An eine Dame: "In diesen Tagen lese ich zum ersten Mal Ihr Buch 'Die Stimme'. Ich war viele Monate sehr krank, habe nichts lesen können und bin auf diese Weise um Ihren Besuch gekommen, der mich von ganzem Herzen interessirt hätte. Sie wissen was Liebe [i]st! Sie haben die zarte lebendige leuchtende Stimme von Liebe zu reden. Ja, Sie haben geliebt! [...]".

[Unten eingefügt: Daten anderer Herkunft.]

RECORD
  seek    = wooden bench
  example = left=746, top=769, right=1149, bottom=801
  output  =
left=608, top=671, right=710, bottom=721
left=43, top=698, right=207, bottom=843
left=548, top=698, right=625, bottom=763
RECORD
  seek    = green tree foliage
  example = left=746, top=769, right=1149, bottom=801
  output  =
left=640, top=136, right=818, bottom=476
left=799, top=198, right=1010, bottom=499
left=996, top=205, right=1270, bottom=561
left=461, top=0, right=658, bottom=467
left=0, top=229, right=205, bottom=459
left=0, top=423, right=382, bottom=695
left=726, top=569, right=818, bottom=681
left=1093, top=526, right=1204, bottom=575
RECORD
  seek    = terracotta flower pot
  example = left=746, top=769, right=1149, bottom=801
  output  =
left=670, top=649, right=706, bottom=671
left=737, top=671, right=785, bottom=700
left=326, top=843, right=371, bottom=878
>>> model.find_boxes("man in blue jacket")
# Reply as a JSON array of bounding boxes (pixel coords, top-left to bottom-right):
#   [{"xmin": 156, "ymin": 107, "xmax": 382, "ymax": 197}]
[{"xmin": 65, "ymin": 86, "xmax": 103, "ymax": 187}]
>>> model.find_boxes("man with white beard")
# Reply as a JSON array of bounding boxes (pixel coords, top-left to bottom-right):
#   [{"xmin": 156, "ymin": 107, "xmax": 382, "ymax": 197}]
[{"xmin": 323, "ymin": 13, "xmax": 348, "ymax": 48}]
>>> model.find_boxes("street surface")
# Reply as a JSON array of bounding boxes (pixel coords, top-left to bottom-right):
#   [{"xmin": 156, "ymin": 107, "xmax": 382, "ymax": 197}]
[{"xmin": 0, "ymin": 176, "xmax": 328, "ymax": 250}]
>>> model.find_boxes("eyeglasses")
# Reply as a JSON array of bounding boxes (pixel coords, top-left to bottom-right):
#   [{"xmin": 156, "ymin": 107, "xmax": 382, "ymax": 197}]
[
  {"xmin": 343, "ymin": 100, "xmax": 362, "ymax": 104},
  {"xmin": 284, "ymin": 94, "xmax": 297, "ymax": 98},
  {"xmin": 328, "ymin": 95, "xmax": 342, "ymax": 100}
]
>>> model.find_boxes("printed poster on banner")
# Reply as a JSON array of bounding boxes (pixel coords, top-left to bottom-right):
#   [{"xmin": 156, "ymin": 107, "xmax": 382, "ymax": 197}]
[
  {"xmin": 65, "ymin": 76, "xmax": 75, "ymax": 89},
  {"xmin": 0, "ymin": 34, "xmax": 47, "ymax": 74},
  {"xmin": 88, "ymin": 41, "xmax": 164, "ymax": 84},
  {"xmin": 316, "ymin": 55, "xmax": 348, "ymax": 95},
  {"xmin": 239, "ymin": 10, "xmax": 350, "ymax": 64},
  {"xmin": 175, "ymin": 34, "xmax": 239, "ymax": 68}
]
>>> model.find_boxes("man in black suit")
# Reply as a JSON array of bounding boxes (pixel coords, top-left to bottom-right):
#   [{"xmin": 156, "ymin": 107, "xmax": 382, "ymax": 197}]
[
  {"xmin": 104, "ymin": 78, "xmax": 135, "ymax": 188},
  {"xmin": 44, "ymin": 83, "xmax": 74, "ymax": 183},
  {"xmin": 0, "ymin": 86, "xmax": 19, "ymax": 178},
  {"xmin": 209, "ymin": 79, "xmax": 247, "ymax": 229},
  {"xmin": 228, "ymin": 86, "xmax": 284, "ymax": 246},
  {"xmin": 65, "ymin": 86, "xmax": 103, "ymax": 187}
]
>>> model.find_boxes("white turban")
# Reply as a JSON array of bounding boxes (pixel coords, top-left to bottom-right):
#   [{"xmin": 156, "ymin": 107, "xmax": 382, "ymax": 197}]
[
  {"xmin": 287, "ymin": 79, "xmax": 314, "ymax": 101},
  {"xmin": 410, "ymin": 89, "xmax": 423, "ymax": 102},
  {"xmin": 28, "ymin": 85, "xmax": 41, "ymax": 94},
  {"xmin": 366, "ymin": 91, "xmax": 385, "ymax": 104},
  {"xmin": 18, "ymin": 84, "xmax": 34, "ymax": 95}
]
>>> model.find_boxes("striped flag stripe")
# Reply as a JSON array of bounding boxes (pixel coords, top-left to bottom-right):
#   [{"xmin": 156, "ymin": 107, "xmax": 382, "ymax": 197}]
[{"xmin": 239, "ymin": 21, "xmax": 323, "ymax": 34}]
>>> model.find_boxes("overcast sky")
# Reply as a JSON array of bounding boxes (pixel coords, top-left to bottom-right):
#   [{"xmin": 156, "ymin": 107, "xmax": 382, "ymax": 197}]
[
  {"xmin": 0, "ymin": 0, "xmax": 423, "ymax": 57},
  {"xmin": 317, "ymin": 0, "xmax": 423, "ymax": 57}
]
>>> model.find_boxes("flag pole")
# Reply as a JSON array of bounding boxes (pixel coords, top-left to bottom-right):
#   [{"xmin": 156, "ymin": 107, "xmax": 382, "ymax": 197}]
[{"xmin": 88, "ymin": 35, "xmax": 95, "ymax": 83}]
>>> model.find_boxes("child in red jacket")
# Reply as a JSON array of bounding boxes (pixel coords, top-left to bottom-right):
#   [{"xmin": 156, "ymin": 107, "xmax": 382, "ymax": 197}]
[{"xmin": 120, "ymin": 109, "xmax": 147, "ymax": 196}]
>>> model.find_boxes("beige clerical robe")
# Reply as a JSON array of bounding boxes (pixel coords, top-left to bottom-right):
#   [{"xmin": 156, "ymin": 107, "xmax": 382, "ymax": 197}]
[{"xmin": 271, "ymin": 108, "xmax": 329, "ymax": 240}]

Die Tochter des Verlegers Hermann Böhlau veröffentlichte seit 1882 Novellen und Romane. "Auf einer Orientreise lernte sie den Architekten und Privatgelehrten Friedrich Arndt kennen, der - um sie 1886 in zweiter Ehe heiraten zu können - vom jüdischen Glauben zum Islam übertrat und sich Omar al-Raschid Bey nannte. Das Paar lebte eine zeitlang in Konstantinopel, später in München" (DBE). Bekannt wurde Helene Böhlau wurde durch humorvolle Geschichten aus der Altweimarer Vergangenheit ("Ratsmädelgeschichten", 1888) sowie durch vom Naturalismus beeinflußte gesellschaftskritische Romane ("Das Recht der Mutter", 1896), "in denen sie sich nachhaltig für die Rechte der Frauen einsetzte. 1929 erschien eine Werkausgabe in neun Bänden" (ebd.).

Im linken Rand gelocht.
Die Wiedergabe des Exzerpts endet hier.